Pandora's Breeches: Women, Science and Power in the Enlightenment

  • Patricia Fara
Pimlico: 2004. 288 pp. £12.50 1844130827 | ISBN: 1-844-13082-7
Joining forces: Emilie du Châtelet spread Newton's ideas by translating Principia into French. Credit: HTTP://WWW.BRIDGEMAN.CO.UK

Historians of science have been expanding their cast of characters beyond European male élites to include women, non-Europeans and members of the less-privileged classes. A second recent tendency has been to consider scientific ideas as inextricable parts of the social and cultural world in which they are generated. Pandora's Breeches gracefully straddles both movements. Patricia Fara's tactic in this elegant book is to use each of these approaches in the service of the other. Following female protagonists into the world of science during the Enlightenment, Fara enters its social and institutional dimensions, engaging in interpretation, translation and popularization. By focusing on these collective and communicative aspects of scientific work, she uncovers the main areas in which women were central to the pursuit of science.

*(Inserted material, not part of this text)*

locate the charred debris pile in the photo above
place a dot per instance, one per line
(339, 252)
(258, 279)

Beyond their social and institutional roles, women occupied another niche, too. Early modern science involved much collecting and classifying, for which female assistants were often responsible. Pandora's Breeches takes a theme from this phenomenon, presenting itself as a sort of cabinet, a collection of women involved in the sciences. To the taxonomically inclined, a collection irresistibly invites classification, so here is my proposed taxonomy of the book's protagonists.

First come the inspirers: the correspondents and interlocutors. They include Elisabeth of Bohemia, who challenged Descartes to explain how immaterial soul and physical body can interact. There is Elisabeth's niece, Sophie Charlotte, Queen of Prussia, who pressed Leibniz on the problem of evil. And we have Anne Conway, whose theory of the intermingling of spirit and matter, worked out in correspondence with the Cambridge philosopher Henry More, helped shape Leibniz's ontology.

Next are the promulgators: the translators, commentators, illustrators and popularizers. Here we find Emilie du Châtelet, who translated Newton's Principia into French and wrote extensively on newtonian philosophy and its rivals, helping create a tradition of French newtonianism. There is Priscilla Wakefield, whose Introduction to Botany, which presented the linnaean system to women, became a standard text. And let us not forget Marie Paulze Lavoisier, who illustrated the chemistry texts of her husband, Antoine Lavoisier.

But Paulze Lavoisier belongs equally on several other shelves. For example, she should be among the assistants, having worked in Lavoisier's laboratory. Here she is accompanied by Elisabetha Hevelius, who conducted astronomical observations with her husband, Johannes Hevelius. The importance of her collaboration is signalled by the instruments they used, which included a sextant that required two people to operate it.

Finally, we have the institution-builders. Again we find Paulze Lavoisier, who hosted a weekly salon where people discussed scientific matters along with other gossip. She also oversaw Lavoisier's household. Fara compellingly argues that when experimentation took place in private houses, the wives who ran these houses played the role of laboratory managers. In this way, Jane Dee managed John Dee's astrological and alchemical workshops and his staff of assistants.

How shall we classify Mary Shelley? Fara presents her as a commentator and critic, and views Frankenstein as a response to contemporary debates about the nature of life and a warning against the dangers of unbridled experimentalism. These are conspicuously peripheral roles compared with the other figures' scientific activities.

At the opposite end of the spectrum sits another member in a category of her own. Caroline Herschel conducted astronomical observations both with her brother, William Herschel, and also independently. They built massive, powerful telescopes and methodically charted the stars, an enormous labour of observation, calculation and classification. Caroline's own work yielded eight comets and several nebulae and star clusters. She published in the Philosophical Transactions of the Royal Society and gained an international reputation, becoming an honorary member of the Royal Astronomical Society, winning various awards, and earning a salary from King George III. An astronomer in her own right, she stands out among the inspirers, promulgators, assistants and institution-builders.

The implications of any collection are best revealed by the entries that are hardest to classify. Shelley and Herschel, from opposite extremes, indicate the risks of including women by fundamentally transforming the story. Fara urges us to stop telling heroic tales of individual brilliance and show the sciences in their true light, as cooperative projects. To be sure, geniuses have never been ‘lone’. But we risk confirming the traditional view that women are capable of collaboration but not brilliance. Does Jane Dee, who oversaw her husband's household, belong in the same collection as Emilie du Châtelet, one of only a handful of people in her generation capable of understanding Newton's Principia?

In other words, does this collection implicitly confirm that modern science is fundamentally a masculine philosophy and rationalism the attribute of masculinity? Or is there a different interpretation? Perusing this rich, beautifully crafted book you realize that, assuming that the sciences require both individual insight and community, even when women were continually assigned the latter, they often contributed the former.